I flinch. “He’s right here.”
The kid says hi. He says his name is Carter.
José pinches his eyebrows together, rearranges his face into one of deep concern. “Carter, are you telling my beautiful friend here that Mr. Brontosaurus isn’t actually real?” He winks at me. The kids always ask if the adults here are dating or married, as if that’d be the most natural thing.
Carter stomps his foot. “Brontosaurus just isn’t the right name of that thing. Somebody switched the skulls.” He has the face of someone who has never been told, I believe you.
José says that the admittance of failure is not my strong suit.
Carter says, “Well, she stinks.”
Kid, I can admit failure anytime. The ease with which I admit failure would blow your fucking mind. The history of prehistoric discovery in America is fraught with lies and deception, one-of-a-kind fossils destroyed out of hand simply for the pleasure of undercutting another man’s work. How’s that? And I knew the guy was dead. The car was crushed in like a pop can, this guy hung by his seatbelt, bleeding out at a speed that seemed impossible to me. His femur was white and clean. But I thought maybe he needed to breathe. That’s why I jammed my little knife into his throat. That’s why I did it, even though I didn’t need to, because I was surprised by all that white.

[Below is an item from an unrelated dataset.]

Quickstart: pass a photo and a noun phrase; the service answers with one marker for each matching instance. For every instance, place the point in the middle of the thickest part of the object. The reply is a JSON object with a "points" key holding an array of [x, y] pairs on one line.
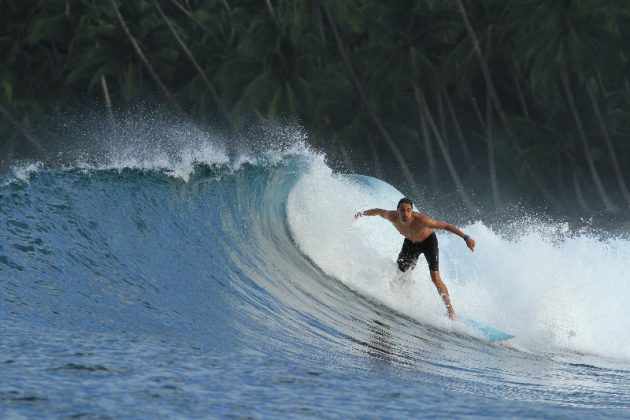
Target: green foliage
{"points": [[284, 63]]}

José grabs my hand and holds it tight.
Here’s another. When I was a kid, I visited a park just like this one. I screamed the whole drive home because I thought the dinosaurs were alive. Carter says that we create and destroy in equal measure and José says, Babe, he’s got a point, but I knew all their names. I knew they would follow me home. We found the bones. Even when we are wrong, the bones will still be real.